Clients that come to us for help in beginning the Irish citizenship application process fall among a large spectrum in terms of the information they may have regarding their Irish heritage. On one end are the folks who know every detail about a grandparent's birth - date, location, father's name, mother's maiden name, and every detail of other life events. On the other end, we've had many clients who wish to apply through a grandmother, for example, but they do not even know their grandmother's maiden name. However, even with this limited information, we are able to find the grandmother's maiden name and other important information that will allow us to obtain the grandmother's Irish birth record and all other required records for an applicant's Irish citizenship application.
Somewhere along the spectrum is a category of folks who hired a genealogist, some for thousands of dollars, before coming to us. We cannot blame them. They were motivated to find out information about their heritage, and who better to navigate that process than a genealogist, right? Genealogists can be extremely help, and we have even enlisted the help of a few genealogists in finding certain information. But please note that genealogists are not obtaining actual certified records for you. Sometimes they may send you a register listing an ancestor's birth or marriage, and provide interesting pieces of information regarding the town where your ancestor lived or was born. They may even find the correct parents' names of your grandparent, or date and location of birth, which is helpful. However, if you are not sure of your grandparent's date or location of birth, or their parents' names, it's usually best to begin by obtaining other vital records that will list that information.
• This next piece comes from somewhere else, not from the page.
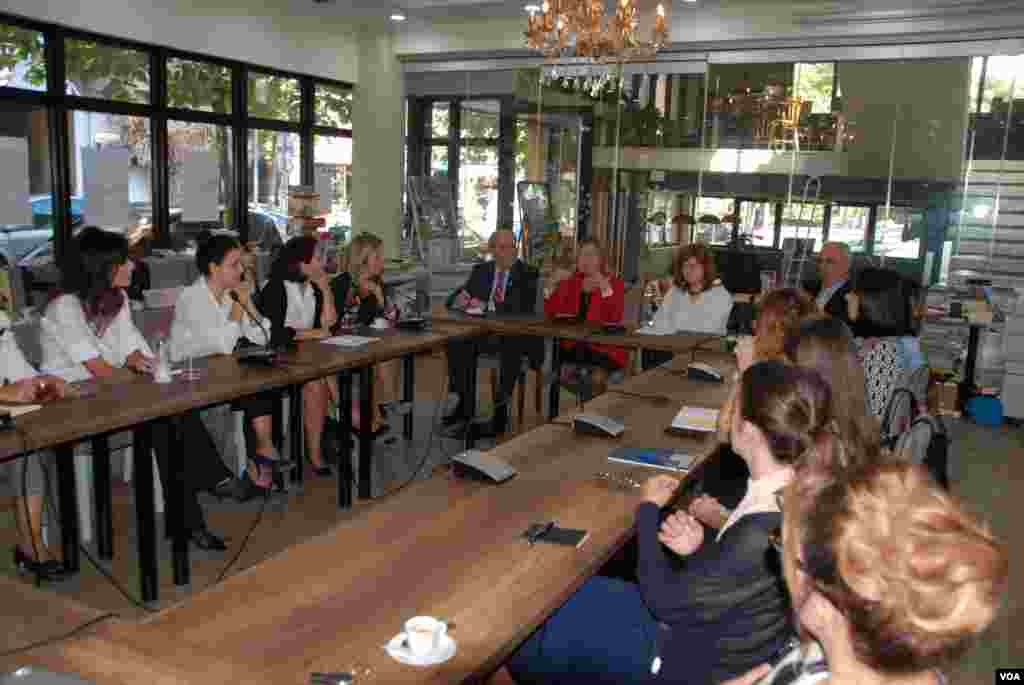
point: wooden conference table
(445, 547)
(131, 401)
Marriage and death records of a grandparent, while not always correct, serve as a better indicator of a grandparent's place of birth, approximate date of birth, and parents' names. It is often best to obtain another document that will give us information before moving forward in searching for a birth or baptismal record in Ireland.
This is true of folks who perform their own genealogy research on ancestry websites as well. We've had many, many clients come to us for help in obtaining a grandparent's Irish birth record. The information they have about the grandparent is based solely on information gathered from an ancestry website. For instance, they'll quickly find a Bridget Kelly born in County Mayo in 1896 and assume that is their grandmother. Then they give us that information (even when we caution against this practice) and we obtain the certified copy of Bridget Kelly's birth or baptismal record using that information. Once we have that record, we move forward in obtaining the other required records, which then makes it clear that we have the wrong Irish birth record! In this case, if we knew the client was not certain of his/her grandmother's birth details (approximate date, location, and parent's names), we would have obtained the grandmother's marriage or death record first so we could obtain that information, ensuring we were searching for the correct Irish birth or baptismal record.
This is the limitation we're referring to in using genealogists' research for this process. We rely more on the vital records because that is what the FBR office of Ireland's Department of Foreign Affairs will rely on in reviewing an applicant's citizenship application. Genealogists can be extremely helpful, but it is important to know the citizenship application process in using them!